Driving a Relay and another load

Chicago Mike

So I read the how to drive a relay topic thread, and knoewledge base article. Makes complete sense, but I'm also trying to add an LED so when the relay trips it also drives the LED (via the transistor). See· attached schematic.


Here are my specs:
The relay coil is 180Ohms, and has an Hfe of 200
The stamp gives 5 volts, and my main supply to trip the relay and LED are 9V

So with just the relay is easy to calulate the needed value of R1.
Stall=(9-.6V)/180=.0467
Sat=.0467/200=.0002335
R1=(5-.6V)/.0002335 = about an 18K resistor (Please tell me if I'm wrong here).

So with adding a .02mA LED and a 350Ohm protective resistor in the fashion that my drawing shows, how to I compensate for this in my formula.
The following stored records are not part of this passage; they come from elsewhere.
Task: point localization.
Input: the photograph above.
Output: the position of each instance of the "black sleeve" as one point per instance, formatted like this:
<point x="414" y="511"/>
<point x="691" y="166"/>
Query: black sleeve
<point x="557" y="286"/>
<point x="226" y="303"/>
Do I need to recalcute R2 as well?

I guess I'm a bit confused, using the attached schematic, how to add this load in the position its in and calulate R1, (and if needed recalculate R2). As you'll see in my schematic, I need the LED to go on when the relay goes on.

Any help would be great. Thanks!

allanlane5

Note the LED drops 1.4 volts across it, no matter what current you put through it (until it burns out at like 30 mA. Don't do that.)

So calculate the voltages and currents using 1.4 volts as the LED's drop.

Beau Schwabe

The circuit is just fine, the LED and Relay are basically in Parallel, with each other, so the current
going through Q1 can be determined by ADDING the Relay current and the LED current together

Relay current = (9V - .6V) / (Coil resistance) 
              = 8.4V / 180 
              = 47mA

Led current = ( 9V - .6V - VLED ) / R2 
            = 7V / 330 
            = 21mA

Working Backwards:

         R2 = ( 9V - .6V - VLED ) / ILED
            = 7V / 21mA
            = 333

Note: Vled can be determined with a DMM that has a diode check. Depending
      on the type of LED this can vary greatly.  MOST LED's will work just
      fine between 5-10ma, few will be able to handle much more than 30mA.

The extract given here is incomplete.